Of course, I had a natural interest in the achievements of the early spaceprobes and especially manned spaceflight, starting with Yuri Gagarin and the first Moon landing, which I followed with my fellow students in my first year at university, but I really wanted to study the dynamics of Earth’s atmosphere in detail, which was an emerging field at that time with satellite data becoming available.
After my move to Bochum, I joined a volleyball team and one of my team mates turned out to be a young professor of atmospheric physics. He asked me to work with him, however, it turned out that his boss needed somebody urgently to fill a role on a space science research project. As he was the boss, he got the final say and so I went to work for him. I have been in this field ever since!
ESA: You have been working on the Rosetta mission for some years – why do you think it is so important?
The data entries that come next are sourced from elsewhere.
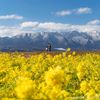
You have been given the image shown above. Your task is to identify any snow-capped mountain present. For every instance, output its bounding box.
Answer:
[0,31,100,51]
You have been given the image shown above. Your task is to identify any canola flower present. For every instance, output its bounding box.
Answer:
[0,51,100,100]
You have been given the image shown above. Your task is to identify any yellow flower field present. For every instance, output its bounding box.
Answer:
[0,51,100,100]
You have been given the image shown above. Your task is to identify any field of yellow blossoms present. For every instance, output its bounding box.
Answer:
[0,50,100,100]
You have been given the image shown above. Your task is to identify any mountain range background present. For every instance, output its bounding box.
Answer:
[0,31,100,51]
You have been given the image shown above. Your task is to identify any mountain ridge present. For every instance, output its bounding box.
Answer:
[0,31,100,51]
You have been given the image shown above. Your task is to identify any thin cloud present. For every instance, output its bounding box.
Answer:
[87,19,100,25]
[20,21,38,28]
[0,14,23,20]
[76,7,92,14]
[56,10,72,16]
[55,7,92,16]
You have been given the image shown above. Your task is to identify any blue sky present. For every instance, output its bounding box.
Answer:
[0,0,100,35]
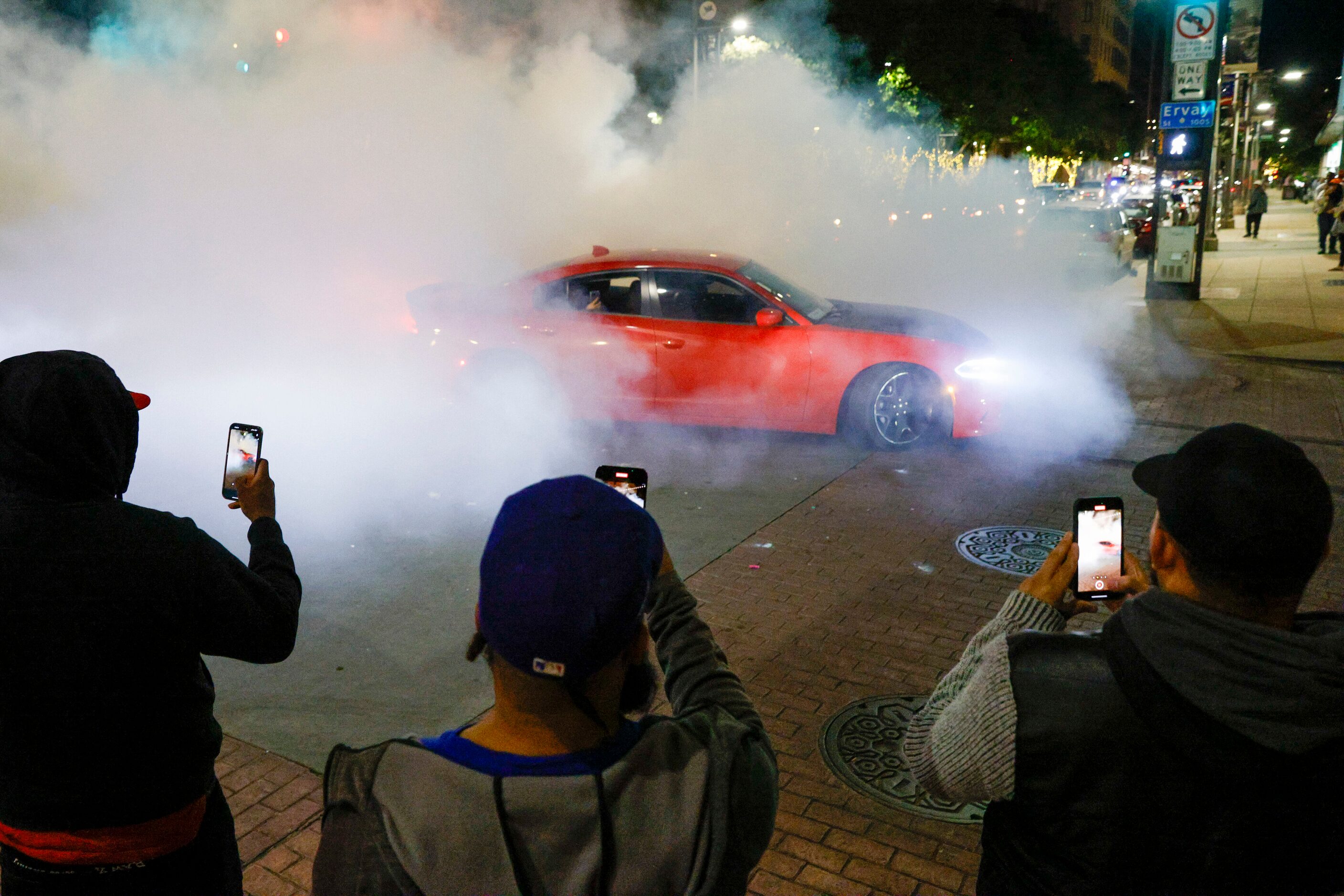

Comets provide the means for us to access the most primitive matter in the Solar System. The specific evolutionary history of comets has preserved their matter exactly as they were before the ‘Solar Nebula’, the huge cloud of gas and dust out of which the Solar System was born. Apart from some alterations by radiation, this matter gives us a perfect glimpse back to our very beginnings.
With Rosetta, we will learn in detail how comets work. I believe all of us have been impressed by watching Comet Hale-Bopp in the night sky a couple of years ago. We got a lot of observations with ground-based telescopes but we still don’t know the full physics of comets, their structure for example, and how they were formed in the first place. Once we learn more about this process, we have reached another big step in understanding how planets are formed too.
ESA’s Giotto mission showed us that comets are made of up to 80 per cent water and contain a huge variety of complex molecules. Together with the dust, the large surface area and the amounts of radiation to which they are exposed in space, such as ultraviolet radiation, they make wonderful laboratories for chemical reactions. It will be one of the most exciting prospects of the mission to find out exactly what chemistry is going on.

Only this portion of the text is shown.